На пороге кабинета замерла Лиза. Её пальцы сжали складки платья, но лицо оставалось холодным, как мраморная маска.
— Ваша дочь наблюдала за процессом через артефактное зеркало, — ответил шпион. — Кажется, дышала только тогда, когда объявили вердикт.
— Спасибо. Можете идти.
Когда дверь закрылась, князь повернулся к Лизе. Она стояла у камина, её профиль освещался пламенем, подчёркивая жёсткий изгиб губ.
— Довольна? — спросил Ефремов, вращая в пальцах перстень с тёмным сапфиром.
— Он выжил. Это… рациональный исход, — ответила Лиза, слишком быстро, слишком ровно.
Князь усмехнулся. Он видел, как её плечи расслабились на волосок, как взгляд бежал к окну, где за туманом угадывались шпили города.
— Рациональный? — он поднялся, подошёл к глобусу в углу комнаты и ткнул пальцем в точку, помеченную как Севастополь. — Теперь Черновы — пепел. Их земли, заводы, союзники — всё это станет полем битвы. Морозов выиграл суд, но война только начинается.
Лиза не ответила. Её ногти впились в ладони, оставляя красные полумесяцы.
— И помни, — добавил князь, возвращаясь к столу, — если он оступится, мы не будем его спасать. Даже ради тебя.
Она резко повернулась к выходу, её каблуки отстукали по паркету:
— Он не нуждается в спасении.
Дверь захлопнулась. Князь вздохнул, развернув пергамент с гербом Морозовых. На полях уже были пометки — возможные браки, долги, тайные договоры.
«Интересно, — подумал он, — сколько продержится этот талантливый выскочка? Месяц? Год? Борьбу против сильнейших родов империи не каждый сдюжит.»
В камине рухнуло полено, рассыпав искры. Тень Ефремова на стене изогнулась, будто смеясь.
Номер в гостинице «Империал» напоминал музей: хрустальные люстры, гобелены с охотами на единорогов, кровать с колоннами, словно для римского патриция.
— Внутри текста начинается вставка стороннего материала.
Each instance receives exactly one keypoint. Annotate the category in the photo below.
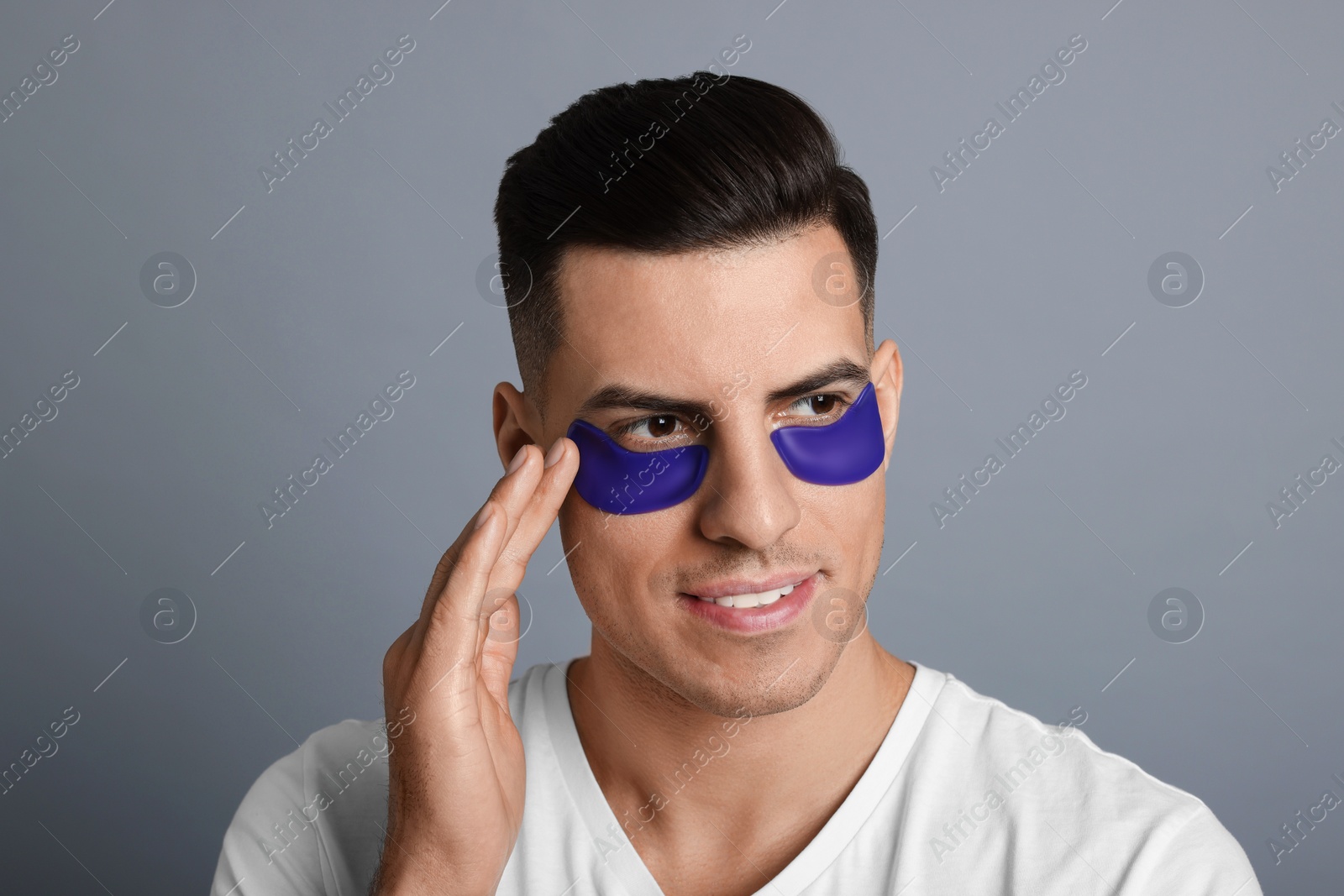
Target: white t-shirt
(964, 795)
Но воздух здесь был густым — не от духов, а от напряжения. Алиса сидела в кресле у камина, её ноги в лаковых туфлях покоились на шелковой подушке. На столе между нами дымился кофе в фарфоровых чашках, а рядом лежала папка с печатями — словно трофей, добытый в бюрократической битве.
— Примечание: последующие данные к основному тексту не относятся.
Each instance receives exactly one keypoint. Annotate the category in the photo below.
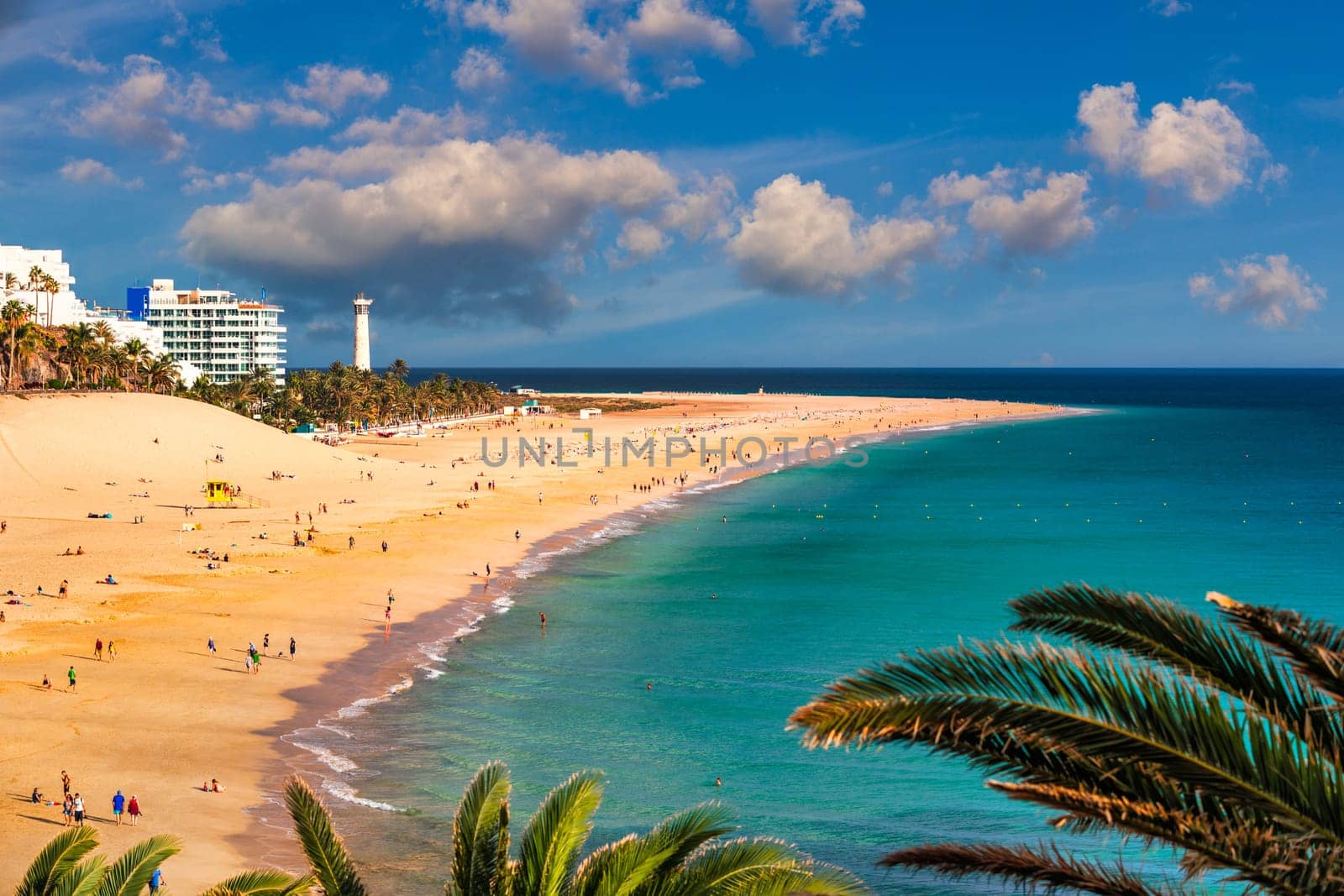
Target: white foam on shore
(333, 761)
(344, 792)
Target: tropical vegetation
(683, 855)
(1220, 739)
(346, 396)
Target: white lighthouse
(362, 332)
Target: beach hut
(218, 492)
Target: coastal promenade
(167, 715)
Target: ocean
(1180, 483)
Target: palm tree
(13, 315)
(62, 868)
(682, 855)
(1221, 739)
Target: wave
(344, 792)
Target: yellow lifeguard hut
(218, 492)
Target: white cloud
(678, 26)
(138, 109)
(956, 188)
(299, 114)
(201, 181)
(331, 86)
(457, 228)
(1046, 219)
(1273, 291)
(91, 170)
(134, 110)
(640, 241)
(1168, 8)
(85, 66)
(806, 23)
(201, 103)
(479, 70)
(600, 42)
(1200, 148)
(703, 210)
(799, 239)
(414, 127)
(1236, 87)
— Десять процентов, — она перевернула страницу, щёлкая ногтем по цифрам. — Завод в Севастополе, участок на мысе Херсонес, три счета в Имперском банке. Черновы назвали бы это подачкой. Вы — как?
Я откинулся на спинку стула, чувствуя, как Плюм копается в кармане пиджака, пытаясь стащить серебряную ложку.
— Всего лишь возвращаю владения своего рода. К тому же, в иные регионы я и не лезу. Закон ведь гласит, что победитель, на которого было совершено покушение со стороны дворянина, в случае смерти последнего имеет право на десятину от имущества покойного. Остальное — государству… Вот я и возвращаю то, что когда-то принадлежало моему отцу.
— Это вызовет бурю… — резюмировала Алиса — Это пороховая бочка. — она закрыла папку, её зелёные глаза упёрлись в меня. — Но есть еще одна проблема. По закону, чтобы удержать титул, вам нужен ранг Мастера магии. Чтобы основать княжеский род, во главе семейства должен быть Архимаг. Такой род утрачивает статус княжеского, если в 5 поколениях у них не появляется архимагистр. Чтобы основать графский род, во главе семейства должен быть Магистр. Род утрачивает статус графского, если в 3 поколениях у них нет магов такого уровня. А чтобы основать баронский род, во главе семейства должен быть мастер. Род утрачивает статус баронского, если в роду не появляется мастера в течение 5-ти лет после смерти последнего… Иначе говоря, через три месяца вы — просто Лев Вессарионович. Без «барона».
Я замер. Даже Плюм высунул голову из кармана, уронив ложку с глухим звоном.
— С каких пор титул зависит от ранга?
— С тех пор, как все родовитые семейства, включая ваше, подписали «Кодекс Дворянства», — она достала из сумки потрёпанный том, раскрытый на странице с фамильным гербом Морозовых.
— Мастерство… Кодексы… — я фыркнул, поднимая чашку. — Я вынес Чернова. Разве этого мало?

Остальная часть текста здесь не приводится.